So, I flipped over to Comcast.net last night to check my email on-line. The top "news" headline was this:
FACT CHECK: Health overhaul myths taking root
Constituents of Congressman Tom Perriello, D-Va., holds signs as they listen to the congressman during a town hall meeting on Health Care at the Fluvanna Middle School in Fork Union, Va., Monday, Aug. 17, 2009. Perriello is one of three dozen Democratic Freshmen that have been thrown into the center of one of the most contentious policy debates in years. (AP Photo/Steve Helber)
Last night there was another sub-headline saying something about reading the top myths debunked.... It struck me that the tone was rather biased but I didn't have time to read it, was past my bedtime already... snooze, snore, beauty sleep needed more than ever these days!
This morning as I guzzled me first cup-a-caffeine I remembered the article and popped over to read it in its entirety.
Comcast/AP article: The judgment is harsh in a new poll that finds Americans worried about the government taking over health insurance, cutting off treatment to the elderly and giving coverage to illegal immigrants. Harsh, but not based on facts.
Me: That's a judgement in itself. I personally am not privy to all the things being discussed behind closed doors in Washington by those who are pushing this through. Just 'cause something is not spelled out in a Bill doesn't mean it's not being discussed, ready to be added later, etc., etc. The proper wording might be "Harsh, but not NECESSARILY..." or "Harsh, but currently not spelled out in any of the written versions..."
Comcast / AP: President Barack Obama's lack of a detailed plan for overhauling health care is letting critics fill in the blanks in the public's mind. In reality, Washington is not working on "death panels" or nationalization of health care.
Me: How does this reporter KNOW what's being done in Washington when those who are putting the Bill together can't specify what's in it?
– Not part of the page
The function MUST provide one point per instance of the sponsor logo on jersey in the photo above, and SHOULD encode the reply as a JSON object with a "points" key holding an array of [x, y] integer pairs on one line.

I would beg to disagree re: "nationalization of health care". If the government has a public option, there just isn't any way that it won't end up putting private health care in a tail spin that ultimately results in the nationalization of health care. The Bills currently being worked on don't say "nationalization", but it'll be the end result. Again, the reporter is making a judgement.
Comcast / AP: Republican Sen. Johnny Isakson of Georgia, who has been a proponent of coverage for end-of-life counseling under Medicare, said such sessions are a voluntary benefit, strictly between doctor and patient, and it was "nuts" to think death panels are looming or euthanasia is part of the equation.
Me: Johnny Isakson has NOT been a proponent of end-of-life counseling. Here's Johnny Isakson in his own words after Obama linked him like the reporter continues to do... "U.S. Senator Johnny Isakson, R-Ga., today denounced comments made by President Obama and his spokesman regarding Isakson’s alleged connection to language contained in the House health care bill on “end-of-life counseling... Isakson vehemently opposes the House and Senate health care bills and he played no role in drafting language added to the House bill by House Democrats calling for the government to incentivize doctors by offering them money to conduct “end-of-life counseling” (read his entire statement here: http://www.georgiafrontpage.com/politics/isakson/09/8-11-09_flawed-health-bill.html)
Anywaze, I hafta get to work, can't take time to debunk the entire article. It's not a news article, it's propaganda. It's the view of someone who's pro-Obama, pro-Obamacare and they took a few isolated items and strung an article together to try and help Obama sway the public.
I've been writing news articles, public relations and media articles and blogs for years. I know the difference. I also know how to write a "news" article that promotes a viewpoint and how to write one that is vanilla, no bias.
Blogs, like this one, are for opinions. Yes, they're often news and they're often laced with facts, but they give one the opportunity to stray into thoughts, personal viewpoints and have a bit of fun. Headline stories like the one above that Comcast chose as their main story belong in a blog, not on the front page as "news".